As an example of how this works, Reach Financial states that if you are approved for a five-year loan of $10,000 with an interest rate of 8.93% and an origination fee of $500, your loan would have a total APR — a measure of the cost of your loan including both interest and fees — of 9.80%. You'd then pay $207.20 a month for 60 months until your loan is paid off, resulting in a total payment of $12,435.
Fees: Reach Financial charges an origination fee of 0% to 8% of your loan amount.
Where can you apply for a Reach Financial loan? Reach Financial is not licensed to provide loans in the states of Alabama, Alaska, Arkansas, Colorado, Connecticut, Delaware, Illinois, Indiana, Kentucky, Minnesota, Mississippi, Nebraska, Nevada, New Mexico, New York, North Carolina, Ohio, Utah, Vermont, Virginia, West Virginia and Wyoming.

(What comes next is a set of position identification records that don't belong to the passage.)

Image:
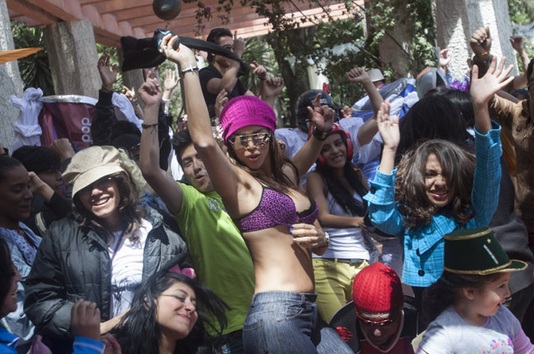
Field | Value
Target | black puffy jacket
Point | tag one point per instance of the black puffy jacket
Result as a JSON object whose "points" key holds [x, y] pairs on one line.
{"points": [[73, 263]]}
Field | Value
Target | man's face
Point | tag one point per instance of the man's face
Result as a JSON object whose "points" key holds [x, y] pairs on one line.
{"points": [[194, 170], [381, 329]]}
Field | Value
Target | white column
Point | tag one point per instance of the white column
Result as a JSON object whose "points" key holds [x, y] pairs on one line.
{"points": [[10, 81]]}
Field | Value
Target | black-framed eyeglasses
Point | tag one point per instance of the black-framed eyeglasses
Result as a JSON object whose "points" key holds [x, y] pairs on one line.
{"points": [[380, 323], [101, 183], [258, 139]]}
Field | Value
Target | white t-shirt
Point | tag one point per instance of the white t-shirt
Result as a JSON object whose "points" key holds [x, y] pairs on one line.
{"points": [[449, 334], [127, 267]]}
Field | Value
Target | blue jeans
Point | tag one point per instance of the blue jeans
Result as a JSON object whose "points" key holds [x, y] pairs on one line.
{"points": [[281, 322]]}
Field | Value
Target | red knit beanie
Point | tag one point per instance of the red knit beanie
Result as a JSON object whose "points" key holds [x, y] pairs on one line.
{"points": [[245, 111], [377, 289]]}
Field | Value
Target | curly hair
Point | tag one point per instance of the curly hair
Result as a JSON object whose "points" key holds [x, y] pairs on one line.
{"points": [[278, 180], [444, 292], [458, 167], [139, 332]]}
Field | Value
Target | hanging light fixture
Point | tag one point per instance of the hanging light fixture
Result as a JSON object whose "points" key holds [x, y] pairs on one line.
{"points": [[167, 9]]}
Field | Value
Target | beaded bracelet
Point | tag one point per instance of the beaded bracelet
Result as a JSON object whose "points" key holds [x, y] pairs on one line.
{"points": [[189, 70], [146, 126]]}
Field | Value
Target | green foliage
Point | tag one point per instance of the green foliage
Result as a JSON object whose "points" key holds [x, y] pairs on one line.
{"points": [[521, 11], [35, 69]]}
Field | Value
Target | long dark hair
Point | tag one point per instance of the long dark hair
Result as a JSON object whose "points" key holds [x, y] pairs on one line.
{"points": [[7, 164], [342, 195], [6, 270], [443, 293], [139, 333], [278, 179], [432, 117], [458, 166]]}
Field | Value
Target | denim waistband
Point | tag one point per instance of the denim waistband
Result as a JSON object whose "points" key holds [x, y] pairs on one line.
{"points": [[346, 260], [267, 296]]}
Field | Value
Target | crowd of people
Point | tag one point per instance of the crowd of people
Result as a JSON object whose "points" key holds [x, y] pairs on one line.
{"points": [[394, 225]]}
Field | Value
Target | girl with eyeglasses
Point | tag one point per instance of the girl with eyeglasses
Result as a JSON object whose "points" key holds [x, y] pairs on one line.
{"points": [[260, 191], [102, 256], [169, 315]]}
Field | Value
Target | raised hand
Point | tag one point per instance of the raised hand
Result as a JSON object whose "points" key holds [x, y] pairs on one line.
{"points": [[321, 115], [150, 92], [495, 79], [388, 126], [258, 70], [239, 45], [170, 80], [357, 75], [480, 41], [517, 43], [108, 73], [183, 56], [444, 59], [220, 102], [273, 86]]}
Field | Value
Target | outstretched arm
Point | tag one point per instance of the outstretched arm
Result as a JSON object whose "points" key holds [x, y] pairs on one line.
{"points": [[222, 173], [389, 131], [162, 182], [370, 128], [322, 118], [483, 89]]}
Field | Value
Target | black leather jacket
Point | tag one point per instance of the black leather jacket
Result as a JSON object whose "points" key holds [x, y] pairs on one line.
{"points": [[73, 262]]}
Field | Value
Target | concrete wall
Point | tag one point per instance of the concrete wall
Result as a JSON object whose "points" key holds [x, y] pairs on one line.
{"points": [[10, 82], [456, 20]]}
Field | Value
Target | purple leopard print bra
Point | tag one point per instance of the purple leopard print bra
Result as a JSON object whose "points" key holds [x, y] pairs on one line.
{"points": [[276, 208]]}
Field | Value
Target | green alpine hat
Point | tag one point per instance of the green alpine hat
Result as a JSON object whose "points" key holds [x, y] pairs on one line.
{"points": [[477, 251]]}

Best debt consolidation companies summary
Lender name
Origination fees
Interest rates
Amount you can borrow
SoFi
None
8.99% to 25.81%
$5,000 to $100,000
Upgrade
1.99% to 9.99% of loan amount
8.49% to 35.99%
$1,000 to $50,000
Upstart
Up to 12% of loan amount
5.2% to 35.99%
$1,000 to $50,000
Wells Fargo
None
8.49% to 24.99%
$3,000 to $100,000
LightStream
None
8.99% to 25.49%
$5,000 to $100,000
Reach Financial
0% to 8% of loan amount
5.99% to 35.99%
$3,500 to $40,000
Why you should consider debt consolidation
Debt consolidation isn’t for everyone. But if you owe tens of thousands of dollars of credit card debt with high interest rates? If you can qualify for a personal loan with an interest rate near the 10% range, you could save thousands of dollars in interest by using the funds from these loans to pay off your high-interest-rate credit card debt.
You’ll be swapping credit card interest rates that could be as high as 29.99% with a personal loan rate that could be half of that or lower.
Just be sure that you take out a personal loan with a monthly payment you can afford. You don’t want to struggle to pay your debt consolidation loan. If you do and you fall behind? Your credit score will fall every time you pay 30 days or more past your due date. A single late payment could cause your three-digit FICO credit score to tumble by 100 points or more.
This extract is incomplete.